Rani Elwy, PhD
Rani Elwy, PhD, and Joshua Thorpe, PhD, are each recipients of the 2017 HSR&D Best Research Paper of the Year Award, which honors a single article or collection of articles resulting from one or more HSR&D- or QUERI-funded investigations. Research studies also must involve Veterans, with results that are important to Veterans’ health and care, and to the VA healthcare system.
Published in JAMA Surgery, Dr. Elwy and colleagues’ article, “Surgeons’ Disclosures of Clinical Adverse Events,” describes a study conducted from January 2011 through December 2013 that assessed surgeons’ reports of disclosure of adverse events and aspects of their experiences with the disclosure process. Surgeons (41 men, 21 women) representing 12 specialties at three VA medical centers completed a web-based survey. Most of the surgeons reported using 5 of the 8 recommended disclosure items in their conversations with Veterans and their families, but those who were less likely to apologize to patients, discuss preventability of the adverse event, or discuss how recurrences of the event could have been prevented were more negatively affected by disclosure than others. Dr. Elwy and her colleagues suggest that quality improvement efforts focused on recognizing the association between disclosure and surgeons’ well-being may help sustain open disclosure policies.
Dr. Elwy’s article was one of the top 10 downloaded articles in JAMA Surgery in 2016 and was mentioned in 45 news stories from 20 news outlets, including CBS News and the Washington Post. Further, following an early conference presentation of Dr. Elwy’s study, Dr. Carolyn Clancy, currently VHA Executive in Charge, arranged for a briefing to VA operational leaders to discuss how VA could move disclosure from a risk management perspective to a patient safety perspective, in order to encourage more surgeons (and other clinicians) to follow VA’s “Disclosure of Adverse Events” policy (VHA Handbook 1004.08). Dr. Elwy is part of HSR&D’s Center for Healthcare Organization and Implementation Research (CHOIR) in Boston and Bedford, MA.
Joshua Thorpe, PhD
Published in the Annals of Internal Medicine, Dr. Thorpe and colleagues' article “Dual Health Care System Use and High-Risk Prescribing in Patients with Dementia” was chosen for several reasons, including its potential to be impactful both inside and outside VA. David Gifford, MD, MPH, wrote an accompanying editorial, noting “On the surface, the study by Thorpe and colleagues seems to be only about medication prescribing for dementia in the VA system, but it could serve as the basis for an entire medical school course on health policy.” Dr. Thorpe and colleagues used VA and Medicare data to identify nearly 76,000 Veterans with dementia who were enrolled in both healthcare systems from 2007 through 2010. They found that compared with VA-users only, Veterans who used both VA and Medicare (dual-users) had more than double the odds of exposure to potentially unsafe medications, demonstrating that receipt of prescription medications across unconnected care systems increases the risk for unsafe prescribing.

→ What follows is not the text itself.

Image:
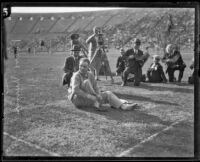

Based on the immediate applicability of this article, senior VA leaders in Geriatrics and Extended Care, Pharmacy Benefits Management (PBM), and the Center for Medication Safety (VA MedSAFE) engaged Dr. Thorpe to fast-track implementation of new approaches to reduce the risk for potentially unsafe prescribing for Veterans. Dr. Thorpe is part of HSR&D’s Center for Health Equity Research and Promotion (CHERP) in Pittsburgh, PA.
HSR&D thanks Drs. Elwy and Thorpe for their outstanding work and contributions to the literature which will help VA improve the safety of Veterans in VA care.